Von dort aus blickt man auf den offenen Platz, um den sich ein
Pflegeheim, Beratungsstellen, ein Sozial-Kaufhaus, Frisörsalon, das
niedrigschwellige Suchthilfe-Café »Drrüsch« sowie der große,
helle Raum der Versöhnungskirche mit der Engel-Skulptur des
Künstlers Thomas Schütte gruppieren. Nolting ist nicht nur der
Diakoniepfarrer, sondern auch der Vorstandsvorsitzende der Diakonie,
ist somit für die ganze Stadt und 3000 Mitarbeiter*innen zuständig,
von der Kita bis zum Pflegeheim.
Die leere Bergerkirche als Raum für Experimente
Jene Etiketten, mit denen Nolting wenig anfangen kann, haben ihre Wurzeln in den 2000er Jahren.

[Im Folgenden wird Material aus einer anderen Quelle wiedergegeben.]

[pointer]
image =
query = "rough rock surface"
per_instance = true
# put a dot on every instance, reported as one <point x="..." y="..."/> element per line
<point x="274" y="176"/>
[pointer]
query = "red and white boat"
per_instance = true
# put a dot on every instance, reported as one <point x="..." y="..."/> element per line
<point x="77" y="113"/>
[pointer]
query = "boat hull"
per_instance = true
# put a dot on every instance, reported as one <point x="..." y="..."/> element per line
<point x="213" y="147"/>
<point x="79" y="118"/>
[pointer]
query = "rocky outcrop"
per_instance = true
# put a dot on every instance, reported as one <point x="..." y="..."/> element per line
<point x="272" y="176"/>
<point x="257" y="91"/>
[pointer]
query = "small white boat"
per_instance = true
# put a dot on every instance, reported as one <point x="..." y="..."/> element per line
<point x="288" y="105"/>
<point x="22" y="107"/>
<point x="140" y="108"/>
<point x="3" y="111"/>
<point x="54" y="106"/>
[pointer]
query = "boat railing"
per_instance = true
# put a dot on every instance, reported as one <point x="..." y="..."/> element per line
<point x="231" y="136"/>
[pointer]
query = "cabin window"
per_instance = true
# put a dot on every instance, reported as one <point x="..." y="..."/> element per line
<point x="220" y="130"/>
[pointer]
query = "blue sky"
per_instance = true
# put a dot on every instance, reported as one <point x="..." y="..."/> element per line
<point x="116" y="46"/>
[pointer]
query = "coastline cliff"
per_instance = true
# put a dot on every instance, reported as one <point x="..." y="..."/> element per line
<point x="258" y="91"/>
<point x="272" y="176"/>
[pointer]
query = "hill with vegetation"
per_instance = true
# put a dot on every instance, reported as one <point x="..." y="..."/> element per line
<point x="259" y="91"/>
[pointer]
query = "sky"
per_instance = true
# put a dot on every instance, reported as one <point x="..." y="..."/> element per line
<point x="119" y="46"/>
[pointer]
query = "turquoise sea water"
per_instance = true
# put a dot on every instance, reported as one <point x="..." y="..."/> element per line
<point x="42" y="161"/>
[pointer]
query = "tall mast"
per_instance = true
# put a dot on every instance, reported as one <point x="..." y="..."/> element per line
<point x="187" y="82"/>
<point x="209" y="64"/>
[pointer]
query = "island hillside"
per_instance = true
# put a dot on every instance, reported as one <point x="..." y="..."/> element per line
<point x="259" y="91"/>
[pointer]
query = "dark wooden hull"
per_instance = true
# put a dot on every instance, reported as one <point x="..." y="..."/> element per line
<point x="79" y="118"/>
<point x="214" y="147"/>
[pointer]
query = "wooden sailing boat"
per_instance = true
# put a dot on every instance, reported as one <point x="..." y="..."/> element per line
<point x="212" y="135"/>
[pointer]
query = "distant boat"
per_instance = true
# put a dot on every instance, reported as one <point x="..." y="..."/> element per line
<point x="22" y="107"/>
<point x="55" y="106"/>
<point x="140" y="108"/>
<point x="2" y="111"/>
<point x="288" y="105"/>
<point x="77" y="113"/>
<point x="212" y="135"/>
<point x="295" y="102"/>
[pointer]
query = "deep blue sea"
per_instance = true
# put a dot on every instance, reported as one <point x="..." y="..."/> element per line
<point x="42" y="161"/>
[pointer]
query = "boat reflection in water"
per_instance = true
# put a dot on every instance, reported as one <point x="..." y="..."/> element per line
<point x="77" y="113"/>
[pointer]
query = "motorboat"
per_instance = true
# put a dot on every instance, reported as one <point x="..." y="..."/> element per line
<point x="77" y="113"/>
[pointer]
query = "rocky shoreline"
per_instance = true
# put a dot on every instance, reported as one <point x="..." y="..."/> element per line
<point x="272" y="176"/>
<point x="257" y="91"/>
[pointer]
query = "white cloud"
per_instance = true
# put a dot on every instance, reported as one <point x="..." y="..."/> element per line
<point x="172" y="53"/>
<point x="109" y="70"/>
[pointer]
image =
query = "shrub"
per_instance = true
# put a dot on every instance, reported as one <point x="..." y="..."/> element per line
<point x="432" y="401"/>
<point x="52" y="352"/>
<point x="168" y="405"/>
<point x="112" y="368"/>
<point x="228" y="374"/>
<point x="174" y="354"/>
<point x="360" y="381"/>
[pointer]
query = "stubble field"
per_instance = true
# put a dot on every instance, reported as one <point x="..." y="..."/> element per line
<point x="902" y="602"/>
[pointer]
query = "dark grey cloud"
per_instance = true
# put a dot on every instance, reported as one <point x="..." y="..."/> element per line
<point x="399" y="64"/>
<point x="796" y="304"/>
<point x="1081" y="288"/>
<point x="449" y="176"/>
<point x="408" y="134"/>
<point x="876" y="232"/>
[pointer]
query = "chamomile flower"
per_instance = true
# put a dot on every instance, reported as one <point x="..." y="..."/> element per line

Damals beauftragte er den Künstler Tobias Rehberger, die Bergerkirche in der Düsseldorfer Altstadt neu zu gestalten. Aus dem Gebäude aus dem 17. Jahrhundert, das versteckt in einem Innenhof liegt, wurde ein offener moderner Raum mit grünen Wänden, einem weiß illuminierten Altarblock, einer asymmetrisch gehängten, roten Kugelleuchte; bewusst konfessionsübergreifend gestaltet: »Das wollte ich unbedingt, wir haben ja auch bei der Diakonie verschiedenste Konfessionen. Was uns interessiert, ist die Haltung. Wie geht man auf andere zu, wo sind aber auch gemeinsame Grenzen?« Die Kirche wurde zum Raum für Experimente, zum »Labor für soziale und ästethische Entwicklung«, was auch durch die Plakate des Kommunikationdesigners Fons Hickmann für Aufmerksamkeit in der Kunst- und Kulturszene sorgte. 2013 gründete Nolting dort das »Büro für soziale Innovation«, das sich mit neuen Ansätzen für Soziale Arbeit und die damit verbundenen Folgen für die Diakonie beschäftigt. In Zusammenarbeit mit sozialen Unternehmern und Social Start-Ups geht es um digital health, digitale Suchtprävention und neuen Methoden der Jugend- und Familienarbeit. Das Gesprächsformat »futuro sociale« bindet die interessierte Öffentlichkeit mit ein.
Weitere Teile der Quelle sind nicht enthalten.